Editor: Reading the recipe for wiener schnitzel in your Food & Home Section almost made my blood curl.
The recipe no doubt will lead to a fine-tasting dish, but a wiener schnitzel it is not. In addition to the meat and salt, only flour, eggs, milk and bread crumbs are needed.
Many Viennese believe that the best tasting schnitzels are obtained by frying or sauteeing in lard but butter, with some oil added, is also widely used.
Never put the breaded meat in the refrigerator, as this will lead to a higher absorption of fat when frying, but let the breaded meat sit on a rack or board for 15-20 minutes before frying.
And do not tamper with the recipe. True Viennese consider this blasphemous.
Incidentally, it is unlikely that Mozart tasted wiener schnitzel when he lived in Vienna.
Editor: How can state legislators moan that they have a budget problem when they voted for an airport museum for College Park and the indoor equestrian center for Prince George's County?

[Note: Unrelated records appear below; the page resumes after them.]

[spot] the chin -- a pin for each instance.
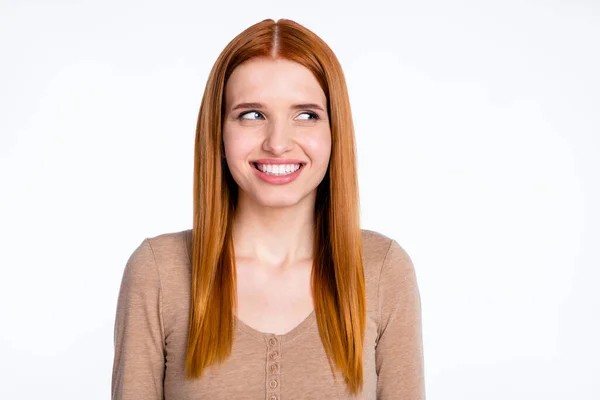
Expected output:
(278, 200)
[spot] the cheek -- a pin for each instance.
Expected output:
(318, 146)
(236, 144)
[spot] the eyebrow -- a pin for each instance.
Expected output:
(259, 106)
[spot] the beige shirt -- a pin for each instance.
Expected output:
(152, 322)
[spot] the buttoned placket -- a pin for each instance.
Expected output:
(273, 381)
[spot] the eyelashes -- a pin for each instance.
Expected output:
(312, 115)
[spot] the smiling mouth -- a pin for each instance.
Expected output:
(277, 169)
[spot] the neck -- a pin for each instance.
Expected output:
(274, 236)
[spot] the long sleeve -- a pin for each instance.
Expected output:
(139, 359)
(399, 352)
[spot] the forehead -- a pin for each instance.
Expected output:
(264, 80)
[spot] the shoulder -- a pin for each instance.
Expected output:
(389, 271)
(380, 252)
(171, 245)
(158, 256)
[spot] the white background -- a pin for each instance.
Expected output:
(478, 141)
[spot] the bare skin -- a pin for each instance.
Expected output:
(273, 228)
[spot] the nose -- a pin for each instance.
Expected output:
(278, 138)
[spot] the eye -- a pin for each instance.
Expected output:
(250, 115)
(311, 115)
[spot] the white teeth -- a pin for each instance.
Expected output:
(279, 169)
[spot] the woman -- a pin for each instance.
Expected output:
(276, 292)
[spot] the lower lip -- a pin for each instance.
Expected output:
(277, 179)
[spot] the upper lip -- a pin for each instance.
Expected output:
(277, 161)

It appears that changing legislators and maybe limiting terms is warranted, among Republicans as well as Democrats.
George B. Breeden.
Editor: There were two articles in the Maryland section of the Jan. 19 Sunday Sun, which deserve the special attention of politicians and all taxpayers and voters.
The first explained the peril to Al Redmer and Jim Ports, Republican delegates from Baltimore County, who have the audacity to try to eliminate some of the fat from our state budget.
The second article dealt with the attempt to cut some of the fat out of the top level of the bureaucracy of the Baltimore County police department. I think most of us would agree, it is better to eliminate one top-level bean counter instead of two workers.
Seizing on these initiatives, the people now have a golden opportunity to demand more responsible government.